Odoo Elm app
I had a couple of cases where I had to implement a custom user interface on top of Odoo. In both of them the requirement was for a specialized app that can be used on a tablet. My initial approach was to use the Odoo JS framework but even then I didn’t like to make manual updates to the DOM using jQuery which is the default approach if you were to follow it. This was early 2016 and React was a quite popular virtual DOM library and still is. I decided to use it instead of the frontend templating system in Odoo and do the actual rendering with it while the Odoo JS framework will handle all RPC calls and instanciate the widgets. This turned out quite nicely as I had all tools of Odoo JS at my disposal (like translations, RPC functions, etc.) and I was able to make a more predictable UI using React. However the development experience was not the greatest and I wasn’t able to use the available tooling for frontend applications, like npm for handling dependencies and webpack for bundling the application. In my last attempt I went with making a web client which is separate from Odoo using what I think is a more streamlined frontend workflow. This is basically what I want to present in this post which will show how you can go about making a web app that will be highly maintanable thanks to the rich toolset available for frontend development.

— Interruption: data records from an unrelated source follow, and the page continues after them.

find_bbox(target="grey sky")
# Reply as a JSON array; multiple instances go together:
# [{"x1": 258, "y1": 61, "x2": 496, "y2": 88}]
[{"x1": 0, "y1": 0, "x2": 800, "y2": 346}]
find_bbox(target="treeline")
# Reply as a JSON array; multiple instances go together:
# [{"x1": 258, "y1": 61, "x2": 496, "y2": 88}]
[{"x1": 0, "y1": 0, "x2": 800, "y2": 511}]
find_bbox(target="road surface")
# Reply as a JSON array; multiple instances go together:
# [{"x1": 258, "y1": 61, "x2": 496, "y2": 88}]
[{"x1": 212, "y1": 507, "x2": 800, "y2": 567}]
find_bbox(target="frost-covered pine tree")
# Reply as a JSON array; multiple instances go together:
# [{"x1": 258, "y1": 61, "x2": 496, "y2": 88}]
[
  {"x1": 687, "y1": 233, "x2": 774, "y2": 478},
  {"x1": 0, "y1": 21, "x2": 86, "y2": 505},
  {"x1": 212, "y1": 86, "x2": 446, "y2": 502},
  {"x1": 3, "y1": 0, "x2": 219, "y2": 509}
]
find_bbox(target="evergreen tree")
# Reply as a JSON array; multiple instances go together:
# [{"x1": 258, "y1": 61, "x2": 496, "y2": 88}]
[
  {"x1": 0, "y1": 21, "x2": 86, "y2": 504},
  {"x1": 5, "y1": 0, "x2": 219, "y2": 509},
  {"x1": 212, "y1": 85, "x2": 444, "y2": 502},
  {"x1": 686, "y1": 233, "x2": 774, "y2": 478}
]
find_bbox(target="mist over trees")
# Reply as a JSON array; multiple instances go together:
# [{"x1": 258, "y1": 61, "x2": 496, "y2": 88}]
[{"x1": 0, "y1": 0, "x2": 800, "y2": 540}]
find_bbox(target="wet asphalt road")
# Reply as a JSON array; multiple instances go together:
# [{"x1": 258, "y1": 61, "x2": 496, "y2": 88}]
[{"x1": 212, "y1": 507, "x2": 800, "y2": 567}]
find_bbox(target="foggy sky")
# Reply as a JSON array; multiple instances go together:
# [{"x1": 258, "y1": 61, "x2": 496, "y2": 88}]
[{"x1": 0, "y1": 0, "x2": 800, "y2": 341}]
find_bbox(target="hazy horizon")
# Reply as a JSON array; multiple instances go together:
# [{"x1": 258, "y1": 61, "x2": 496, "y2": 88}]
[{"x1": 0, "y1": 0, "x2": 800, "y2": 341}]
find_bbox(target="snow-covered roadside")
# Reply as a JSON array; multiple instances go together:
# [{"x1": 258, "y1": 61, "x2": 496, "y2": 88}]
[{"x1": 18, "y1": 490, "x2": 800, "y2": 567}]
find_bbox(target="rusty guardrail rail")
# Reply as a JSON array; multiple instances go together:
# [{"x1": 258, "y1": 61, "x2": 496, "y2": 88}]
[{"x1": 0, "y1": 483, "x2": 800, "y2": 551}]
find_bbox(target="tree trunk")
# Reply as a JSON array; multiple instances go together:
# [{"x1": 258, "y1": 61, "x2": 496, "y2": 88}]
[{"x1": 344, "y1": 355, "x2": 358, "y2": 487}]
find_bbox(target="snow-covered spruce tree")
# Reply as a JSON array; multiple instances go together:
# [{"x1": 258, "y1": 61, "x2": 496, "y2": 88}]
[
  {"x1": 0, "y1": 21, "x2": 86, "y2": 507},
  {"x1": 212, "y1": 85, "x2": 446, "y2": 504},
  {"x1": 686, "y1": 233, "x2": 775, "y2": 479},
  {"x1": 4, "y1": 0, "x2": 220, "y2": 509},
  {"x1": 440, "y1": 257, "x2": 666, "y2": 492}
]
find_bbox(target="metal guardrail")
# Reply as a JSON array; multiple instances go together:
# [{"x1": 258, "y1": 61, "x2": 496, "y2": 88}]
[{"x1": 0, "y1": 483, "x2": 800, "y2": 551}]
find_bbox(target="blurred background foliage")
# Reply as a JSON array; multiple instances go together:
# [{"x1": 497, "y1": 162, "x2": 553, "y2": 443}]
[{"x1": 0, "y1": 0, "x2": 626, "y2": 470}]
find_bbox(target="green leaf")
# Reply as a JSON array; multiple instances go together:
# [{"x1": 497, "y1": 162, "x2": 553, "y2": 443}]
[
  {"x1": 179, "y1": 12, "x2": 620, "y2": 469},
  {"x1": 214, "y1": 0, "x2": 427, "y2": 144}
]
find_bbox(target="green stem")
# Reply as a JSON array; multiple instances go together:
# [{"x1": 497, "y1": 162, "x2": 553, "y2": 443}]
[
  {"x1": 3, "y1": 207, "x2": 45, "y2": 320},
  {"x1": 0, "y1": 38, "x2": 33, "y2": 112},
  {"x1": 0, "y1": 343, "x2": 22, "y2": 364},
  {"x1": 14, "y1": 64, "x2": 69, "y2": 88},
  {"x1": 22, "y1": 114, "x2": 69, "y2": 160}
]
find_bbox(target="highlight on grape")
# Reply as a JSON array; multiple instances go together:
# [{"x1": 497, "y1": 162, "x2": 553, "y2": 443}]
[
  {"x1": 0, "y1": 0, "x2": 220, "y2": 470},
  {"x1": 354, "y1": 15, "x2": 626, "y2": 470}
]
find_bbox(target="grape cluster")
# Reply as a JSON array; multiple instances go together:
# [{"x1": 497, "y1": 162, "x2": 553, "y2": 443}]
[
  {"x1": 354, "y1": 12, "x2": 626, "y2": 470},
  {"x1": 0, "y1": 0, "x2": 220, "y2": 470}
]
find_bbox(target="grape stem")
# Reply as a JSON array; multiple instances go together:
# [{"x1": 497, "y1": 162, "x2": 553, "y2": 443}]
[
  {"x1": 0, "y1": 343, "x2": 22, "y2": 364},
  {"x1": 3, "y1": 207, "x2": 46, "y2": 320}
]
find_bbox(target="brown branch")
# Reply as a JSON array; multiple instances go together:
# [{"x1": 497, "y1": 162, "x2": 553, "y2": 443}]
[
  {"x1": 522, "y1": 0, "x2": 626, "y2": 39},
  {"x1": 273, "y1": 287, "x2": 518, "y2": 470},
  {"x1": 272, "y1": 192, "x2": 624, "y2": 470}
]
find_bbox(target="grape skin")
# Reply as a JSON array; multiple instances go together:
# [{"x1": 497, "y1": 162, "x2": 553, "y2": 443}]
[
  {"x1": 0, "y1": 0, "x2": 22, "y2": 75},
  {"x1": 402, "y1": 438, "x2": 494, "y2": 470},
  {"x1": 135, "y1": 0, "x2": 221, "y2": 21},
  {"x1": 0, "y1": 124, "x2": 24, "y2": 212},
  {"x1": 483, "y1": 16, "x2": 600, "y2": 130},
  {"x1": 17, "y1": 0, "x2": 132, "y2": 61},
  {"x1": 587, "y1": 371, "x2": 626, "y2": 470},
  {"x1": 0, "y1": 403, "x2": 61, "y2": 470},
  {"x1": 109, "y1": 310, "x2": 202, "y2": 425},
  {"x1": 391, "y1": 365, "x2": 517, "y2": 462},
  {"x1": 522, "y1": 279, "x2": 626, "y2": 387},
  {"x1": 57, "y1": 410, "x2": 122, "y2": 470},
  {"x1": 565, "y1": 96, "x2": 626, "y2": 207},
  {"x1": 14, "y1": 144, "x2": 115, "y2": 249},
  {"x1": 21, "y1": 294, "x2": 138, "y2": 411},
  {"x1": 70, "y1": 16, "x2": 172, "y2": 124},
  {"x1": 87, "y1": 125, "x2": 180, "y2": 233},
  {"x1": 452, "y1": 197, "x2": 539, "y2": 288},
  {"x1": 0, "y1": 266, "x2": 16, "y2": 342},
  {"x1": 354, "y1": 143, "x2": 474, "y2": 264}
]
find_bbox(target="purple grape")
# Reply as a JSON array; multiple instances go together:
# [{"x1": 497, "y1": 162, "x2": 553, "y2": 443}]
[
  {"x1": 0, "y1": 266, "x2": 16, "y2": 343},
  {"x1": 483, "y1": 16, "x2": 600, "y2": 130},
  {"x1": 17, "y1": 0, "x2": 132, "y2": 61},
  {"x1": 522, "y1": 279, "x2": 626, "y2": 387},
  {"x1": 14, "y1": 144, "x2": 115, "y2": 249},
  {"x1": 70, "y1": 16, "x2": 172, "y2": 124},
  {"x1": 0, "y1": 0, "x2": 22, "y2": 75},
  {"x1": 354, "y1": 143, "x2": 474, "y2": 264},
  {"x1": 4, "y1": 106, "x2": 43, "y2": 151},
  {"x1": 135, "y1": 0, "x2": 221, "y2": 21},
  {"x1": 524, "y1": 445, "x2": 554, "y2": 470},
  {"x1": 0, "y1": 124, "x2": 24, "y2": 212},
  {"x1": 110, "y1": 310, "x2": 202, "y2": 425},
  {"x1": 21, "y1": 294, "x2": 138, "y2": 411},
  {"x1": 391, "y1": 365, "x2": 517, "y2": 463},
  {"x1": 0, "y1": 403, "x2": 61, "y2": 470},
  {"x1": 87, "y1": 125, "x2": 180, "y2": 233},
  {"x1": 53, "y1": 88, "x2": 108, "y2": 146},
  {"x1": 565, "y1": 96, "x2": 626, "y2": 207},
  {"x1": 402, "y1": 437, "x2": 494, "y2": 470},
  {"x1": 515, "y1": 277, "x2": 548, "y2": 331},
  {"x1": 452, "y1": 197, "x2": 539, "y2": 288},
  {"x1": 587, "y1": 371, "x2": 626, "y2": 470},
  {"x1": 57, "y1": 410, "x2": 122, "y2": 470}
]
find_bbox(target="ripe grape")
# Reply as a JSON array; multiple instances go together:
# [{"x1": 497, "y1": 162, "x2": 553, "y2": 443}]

I will show how to do a basic ToDo app using Elm, webpack and npm, which will integrate with Odoo’s Notes module. If you haven’t heard of Elm it is a deligthfull language that compiles to JS and enables to make highly maintanable applications. Almost all errors are caught at compile time and you only need to worry about and test the functionality of your app. Also the complier gives you really user friendly messages and how you can go about and fix the errors.
Development setup
We will be not be doing anything fancy with webpack so instead of configuring it directly we are going to use create-elm-app which is a wrapper around webpack and some other tools and gives a nice default configuration that will be enough for us.
$ npm install create-elm-app -g
$ create-elm-app odoo_todo
$ cd odoo_todo
$ elm-app start
The default app will open automagically in your default browser. While the development server is started, any changes to the source files will trigger a recompile and the browser will refresh. That is a tight feedback loop!
Now we need to add Odoo into the mix. We will go with a docker setup and have a proxy in front so that requests from the app will be routed to the odoo server on the same socket (host + port). This is to prevent cross origin policy errors which will appear if we were to make requests to odoo from a different local port and for sharing the session cookies to enable authenticated requests.
We will add a docker-compose.yml manifest in a new dir.
$ cat odoo_elm/docker-compose.yml
version: '2'
services:
web:
image: nginx
network_mode: host
volumes:
- ./nginx.conf:/etc/nginx/conf.d/nginx.conf
odoo:
image: odoo:12.0
depends_on:
- db
ports:
- "8069:8069"
- "8072:8072"
links:
- db
volumes:
- attachments:/var/lib/odoo
- .:/mnt/extra-addons
command: ["odoo", "-d", "odoo", "-i", "note"] # install note (ToDo) module by default
db:
image: postgres:10
environment:
- POSTGRES_USER=odoo
- PGUSER=odoo
- POSTGRES_DB=odoo
- PGDATA=/var/lib/postgresql/data/pgdata
volumes:
- data:/var/lib/postgresql/data
volumes:
attachments:
driver: local
data:
driver: local
The manifest declares the service stack: nginx proxy, odoo, postgres. They are all using the official vendor images. The nginx proxy runs in host mode which binds it to the host network instead of the dedicated docker network. This so that it can proxy to the webpack development server which is running outside of the docker network. The service configuration for odoo and postgres configuration is pretty straighforward and there is nothing intersting there. Next we will add the custom nginx configuration that will override the default one.
$ cat odoo_elm/nginx.conf
server {
listen 8000 default_server;
server_name localhost;
location / {
proxy_pass http://localhost:8069;
}
location /longpolling {
proxy_pass http://localhost:8072;
}
location /elm_app {
proxy_pass http://localhost:3000;
}
location /logo.svg {
proxy_pass http://localhost:3000;
}
location /static/js/bundle.js {
proxy_pass http://localhost:3000;
}
location /static/js/vendors.chunk.js {
proxy_pass http://localhost:3000;
}
location /static/js/main.chunk.js {
proxy_pass http://localhost:3000;
}
location /manifest.json {
proxy_pass http://localhost:3000;
}
location ~ .hot-update.js$ {
proxy_pass http://localhost:3000;
}
location ~ .sockjs.bundle.js$ {
proxy_pass http://localhost:3000;
}
location ~ ^/sockjs-node. {
proxy_pass http://localhost:3000;
}
}
The configuration specifies the routes that should be forwarded to the webpack development server and all other should be sent to Odoo. Both the Odoo and the Elm app will be accessable on port 8000 and they can communicate with eachother without triggering the cross origin policy.
Now do:
$ docker-compose up
Congrats! Now you have a running development environment for your Odoo-Elm app.